Conducted as-is process analysis up to 70% faster
Discovered that dealers skipped a best-practice diagnostic step in 15% of cases
“We interviewed employees in a few countries and discovered a mismatch between documented and actual workflows,” explains the Information and Communications Technology (ICT) Process Manager – Sales & After Sales with the automotive company. “However, we didn’t have the resources to conduct interviews in multiple countries, and we couldn’t be certain that the people we did talk with had accurately conveyed the steps they followed.”
Because the possibility always existed that users would forget or omit them, undocumented steps in the service entry process posed a potential liability. To help ensure a successful migration, the company sought a cost-efficient way to rapidly identify process gaps.
To analyze its service entry process, the company selected the IBM® Process Mining solution, which applies data-mining algorithms to automatically discover process flows. It also simulates future processes from as-is processes. The Process Mining solution is included as a foundational capability across all IBM Cloud Paks for Automation offerings, including the IBM Cloud Pak® for Business Automation offering.
“We had already established a strong business relationship with IBM, but from a technical perspective the Process Mining solution offered capabilities that other solutions couldn’t,” says the ICT Process Manager. “The IBM solution enabled us to easily and effectively streamline the gap analysis process using data from our traditional ERP system and then perform what-if analyses. We could also quickly deploy the solution from the cloud.”
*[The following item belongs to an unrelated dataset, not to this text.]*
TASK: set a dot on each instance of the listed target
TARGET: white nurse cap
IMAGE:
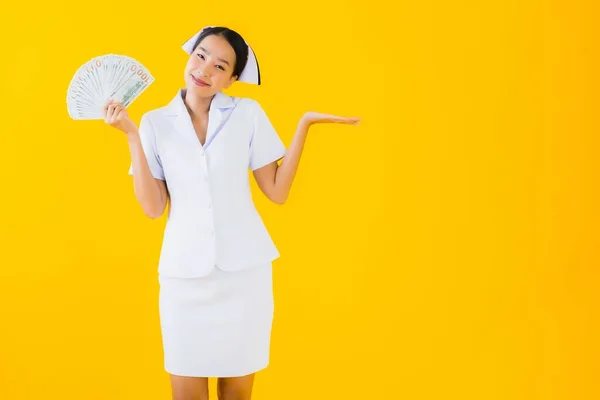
(250, 74)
As soon as the company loaded service entry process data into the solution, an as-is process model, including all process variants, was automatically generated from the data. The undocumented steps were finally captured and recorded in the process model to keep them from becoming siloed information or forgotten steps.
The IT team next performed a gap analysis to get a visual comparison of the data-derived process model and the customer’s uploaded reference model. By comparing the reference model to the actual process, the customer immediately noticed a compliance issue in scan-in/scan-out activities. During the scan-in activity, workers connect the car to a diagnostic tool. They should also perform the scan-out activity, a best practice in which they check for warning indicators on the car’s control unit. The analysis showed that in 15% of the cases, workers did not perform the scan-out activity.
Additionally, by using the Process Mining solution, the IT team found that in about one-third of 75,000 cases, some dealerships abroad had opened the service entry case after the work start activity instead of before, resulting in nonconformance.
By using the IBM solution to discover the real service entry process, the company reduced as-is analysis time by 70% as compared with traditional analysis methods. Also, with greater insight into nonconformant activities, the company was able to retrain those employees who were not following documented processes, improving quality management.
The company completed the automated analysis within two months. It then used the data-derived process model as a blueprint for establishing a uniform service entry process to be used globally with the new ERP system. Consequently, the company reduced new system rollout risks while saving a significant amount of money.
“We are extremely happy with the speed and accuracy of analysis performed by the Process Mining solution,” says the ICT Process Manager. “The data doesn’t lie, and now we know we have created a service entry process that people like to use and follow.”
A long-established automotive company, the enterprise designs and builds cars respected for their innovative design and technology. The enterprise delivers cars to customers worldwide and helps set customer service standards throughout the industry. It employs approximately 5,000 people.
The client featured in this case study initially engaged with myInvenio which began conducting business as IBM on August 1, 2021. The myInvenio product in this case study, myInvenio Process Mining, is now known as IBM Process Mining.